ASTANA, March 28 (Reuters) - Kazakhstan's long-serving President Nursultan Nazarbayev made a rare reference to the succession on Friday, saying the time would come when he had to make way for a younger generation.

"I would like to clarify this nonsense that the first president, that is me, can stay in power for an unlimited number of terms," said Nazarbayev, 67, who has ruled Kazakhstan since it declared independence from the Soviet Union in 1991.

"That does not mean I will be here forever," he told Reuters in an interview. Nazarbayev last won election in 2005, securing 91 percent of the vote in a poll criticised by Western observers. Parliament last year voted to allow him to stay in office for an unlimited number of terms.

Speaking at his three-year-old palace in the new capital Astana, Nazarbayev noted that Kazakhstan's next presidential election would be held in 2012, then added:

"But I have been in this job for so many years and after all I might hand it over to the next generation, so to say, when I see that we need new, fresh people...this is an electoral process".

TABOO SUBJECT

The comment was unusual because discussion of the presidential succession is a taboo topic in Kazakhstan and Nazarbayev himself never normally refers to it.

The president, a former steelworker who became Communist leader of then-Soviet Kazakhstan in 1989, declined to say whom he considered a possible successor.

"We have a lot of them here ... I think I should not give any names now to avoid upsetting anyone," he said.

Diplomats describe Nazarbayev as a leader who carefully balances the interests of different groups among Kazakhstan's elite, shuffling key posts frequently to avoid any threats or rivalry.

Several of the president's family members hold key positions of influence. His eldest daughter Dariga has in the past been tipped as a possible successor, as has his son-in-law Timur Kulibayev, a powerful businessman.
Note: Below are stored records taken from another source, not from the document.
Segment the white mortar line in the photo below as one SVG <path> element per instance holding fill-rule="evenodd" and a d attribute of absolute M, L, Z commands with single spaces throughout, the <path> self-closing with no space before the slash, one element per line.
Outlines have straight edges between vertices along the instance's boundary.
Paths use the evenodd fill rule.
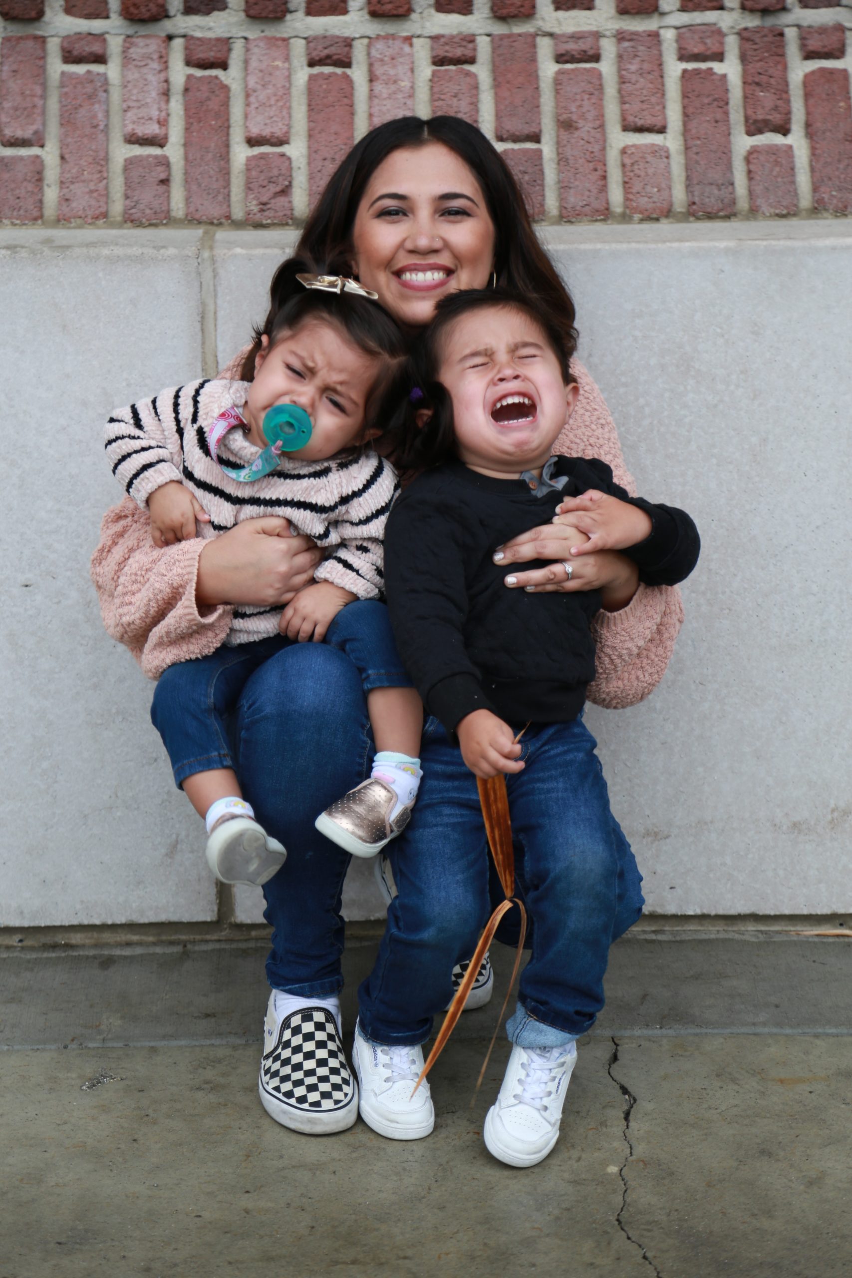
<path fill-rule="evenodd" d="M 660 29 L 663 55 L 663 88 L 666 92 L 666 135 L 668 139 L 672 174 L 672 213 L 685 217 L 688 211 L 686 198 L 686 148 L 683 143 L 683 98 L 681 95 L 681 64 L 677 58 L 677 32 Z"/>
<path fill-rule="evenodd" d="M 304 40 L 291 38 L 289 47 L 293 217 L 304 222 L 308 216 L 308 46 Z"/>
<path fill-rule="evenodd" d="M 184 164 L 184 41 L 169 41 L 169 210 L 174 221 L 186 216 L 186 171 Z"/>
<path fill-rule="evenodd" d="M 118 36 L 106 37 L 106 216 L 111 222 L 124 221 L 124 112 L 121 106 L 123 42 Z"/>
<path fill-rule="evenodd" d="M 746 115 L 742 97 L 742 61 L 740 59 L 740 36 L 731 33 L 724 37 L 724 63 L 728 82 L 728 112 L 731 133 L 731 167 L 733 170 L 733 198 L 737 217 L 745 217 L 750 211 L 749 171 L 746 151 L 751 138 L 746 137 Z"/>
<path fill-rule="evenodd" d="M 832 13 L 837 13 L 837 10 L 833 9 Z M 787 50 L 787 82 L 789 84 L 791 142 L 793 143 L 793 160 L 796 164 L 796 193 L 798 196 L 800 211 L 806 212 L 814 207 L 811 147 L 805 120 L 805 70 L 809 68 L 802 59 L 797 31 L 793 29 L 786 33 L 784 47 Z M 820 63 L 819 65 L 823 64 Z"/>
<path fill-rule="evenodd" d="M 539 36 L 535 41 L 539 69 L 539 101 L 542 110 L 542 166 L 544 169 L 544 217 L 559 217 L 559 162 L 556 124 L 556 58 L 553 38 Z"/>
<path fill-rule="evenodd" d="M 227 70 L 220 75 L 229 86 L 229 152 L 231 173 L 231 221 L 245 221 L 245 41 L 230 42 Z"/>
<path fill-rule="evenodd" d="M 319 70 L 319 68 L 317 68 Z M 353 40 L 353 123 L 355 141 L 369 132 L 369 56 L 368 41 Z"/>
<path fill-rule="evenodd" d="M 45 190 L 43 215 L 46 222 L 59 217 L 59 77 L 63 55 L 59 40 L 45 43 L 45 146 L 42 148 Z"/>
<path fill-rule="evenodd" d="M 625 180 L 621 171 L 621 92 L 618 84 L 618 50 L 614 35 L 600 37 L 600 74 L 603 75 L 603 119 L 607 135 L 607 193 L 609 216 L 625 211 Z"/>
<path fill-rule="evenodd" d="M 411 50 L 414 56 L 414 114 L 428 120 L 432 115 L 432 40 L 428 36 L 414 36 Z"/>

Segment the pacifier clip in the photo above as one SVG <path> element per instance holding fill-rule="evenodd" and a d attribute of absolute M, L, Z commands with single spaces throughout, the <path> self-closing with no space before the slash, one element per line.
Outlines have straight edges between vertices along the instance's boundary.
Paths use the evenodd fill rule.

The president dismissed criticism of Kazakhstan's fledgling democracy, saying his country had never had the opportunity to build any kind of democratic tradition under two centuries of Russian tsarism and then decades of Soviet rule.

"I would like to create a democracy like in America but where can I find enough Americans for that in Kazakhstan?" he joked. "Our general goal is to build a free civic society and a market social economy. We are moving towards it step by step."

Kazakhstan lies in a region full of authoritarian governments. Its neighbour Uzbekistan drew international condemnation after government troops opened fire on demonstrators in the town of Andizhan in May 2005, killing hundreds of people.

"No country around Kazakhstan can be called a real democracy," Nazarbayev said. "I think we have made the best progress in this short period of time in this respect."

ECONOMY FIRST

He added: "We have created an attractive, open and free market economy in our country. The main goal of our work has been based on the following principle: the economy first, and only then politics."

Giving clues about his own vision of how democracy should develop in Kazakhstan, a country full of steppe and desert and still populated partly by nomads, Nazarbayev said it would only have a "responsible electorate" when half the population were involved in small and medium-sized businesses.

He stressed the importance of maintaining and respecting the balance between Kazakhstan's diverse ethnic and religious communities.

About a quarter of the population are native Russians and the new capital Astana boasts a Catholic church, a synagogue and a Buddhist temple alongside its mosque for the majority Muslim worshippers.

Nazarbayev also appeared to suggest that with its diverse ethnic groups, Kazakhstan might not be ready for full-scale Western democracy.

"How many attempts have been made to instill U.S.-type democracy in African countries? And look at what it has led to...tribal warfare," he remarked.